Adozioni di bambini, record di richieste in Lombardia

Provenienze da vari continenti

In testa la Lombardia con 762 bambini e ragazzi senza casa, seguita da Toscana (469 minori), poi Lazio (397), Campania (393), Veneto (378). Emerge dal "Rapporto sui fascicoli dal 1° gennaio 2014 al 31 dicembre 2015", diffuso dalla Commissione adozioni internazionali, redatto in collaborazione con l'Istituto degli Innocenti, che tiene conto anche dei dati elaborati dal Segretariato dell'Aja.

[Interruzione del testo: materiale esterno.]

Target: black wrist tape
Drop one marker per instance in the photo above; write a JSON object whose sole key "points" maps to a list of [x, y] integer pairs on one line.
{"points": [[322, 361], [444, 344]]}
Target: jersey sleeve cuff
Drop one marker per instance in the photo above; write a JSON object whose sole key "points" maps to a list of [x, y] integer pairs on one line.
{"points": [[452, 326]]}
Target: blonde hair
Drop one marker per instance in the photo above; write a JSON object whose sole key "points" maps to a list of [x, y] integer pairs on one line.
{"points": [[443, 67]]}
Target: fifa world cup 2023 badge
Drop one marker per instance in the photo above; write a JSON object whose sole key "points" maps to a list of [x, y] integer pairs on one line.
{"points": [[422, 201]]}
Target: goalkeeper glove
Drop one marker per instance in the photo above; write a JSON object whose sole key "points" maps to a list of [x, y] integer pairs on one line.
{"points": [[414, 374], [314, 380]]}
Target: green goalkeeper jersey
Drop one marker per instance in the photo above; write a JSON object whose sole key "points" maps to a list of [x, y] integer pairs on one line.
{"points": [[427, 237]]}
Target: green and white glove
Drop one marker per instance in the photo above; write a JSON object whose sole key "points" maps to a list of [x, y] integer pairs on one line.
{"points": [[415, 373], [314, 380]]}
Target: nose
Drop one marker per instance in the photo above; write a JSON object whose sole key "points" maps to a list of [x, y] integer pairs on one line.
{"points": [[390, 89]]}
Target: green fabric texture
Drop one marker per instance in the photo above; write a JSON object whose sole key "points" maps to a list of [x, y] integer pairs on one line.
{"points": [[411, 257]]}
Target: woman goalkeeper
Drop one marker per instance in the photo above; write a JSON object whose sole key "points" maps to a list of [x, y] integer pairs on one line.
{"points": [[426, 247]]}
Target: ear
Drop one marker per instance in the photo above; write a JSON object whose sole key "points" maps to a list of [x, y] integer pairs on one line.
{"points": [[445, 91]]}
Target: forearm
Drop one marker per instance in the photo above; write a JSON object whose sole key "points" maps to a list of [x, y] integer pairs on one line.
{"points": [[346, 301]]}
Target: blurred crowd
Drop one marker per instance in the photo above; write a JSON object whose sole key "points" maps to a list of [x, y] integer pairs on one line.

I dati sono citati da una nota pubblicata dal sito www.lombardiaspeciale.regione.lombardia.it.
Le regioni italiane che hanno fatto registrare il maggiore incremento (dati 2015 rispetto ai dati 2014) di minori autorizzati all'ingresso sono la Campania (+ 25,9%), la Sardegna (+91,4%), la Toscana (+11,3%) e il Friuli-Venezia Giulia (+36,7%).
«A livello nazionale invece - rileva la nota - c'è stata una riduzione delle adozioni, anche se l'Italia, con 2.206 minori stranieri adottati nel 2014 e 2.216 nel 2015, si conferma primo Paese di accoglienza in Europa e secondo nel mondo dopo gli Stati Uniti».
DALLA RUSSIA LA MAGGIOR PARTE DEI BIMBI ADOTTATI
Circa la provenienza «la maggior parte dei bambini arriva dalla Federazione Russa: 1.060 quelli autorizzati all'ingresso nel biennio 2014-2015 (599 nel 2014 e 461 nel 2015) pari al 24 per cento del totale».
Gli altri Paesi di provenienza sono Polonia, Repubblica Popolare Cinese, Colombia, Vietnam, Bulgaria, Brasile, Etiopia, India e Repubblica Democratica del Congo.
ETÀ MEDIA TRA 5 E 9 ANNI
I bambini adottati sono prevalentemente maschi, il 58,3 per cento, con un'età media di 5,9 anni, mentre un altro 25 per cento ha un'età compresa fra 1 e 4 anni e soltanto il 2,9 per cento ha meno di un anno.
I genitori adottivi hanno, invece, un'età media alta e un'istruzione elevata. «Ed è la Lombardia - conclude il testo - la regione con il maggior numero di coppie che hanno portato a termine l'iter adottivo (649), seguita dalla Toscana, Veneto, Lazio, Emilia-Romagna e Campania».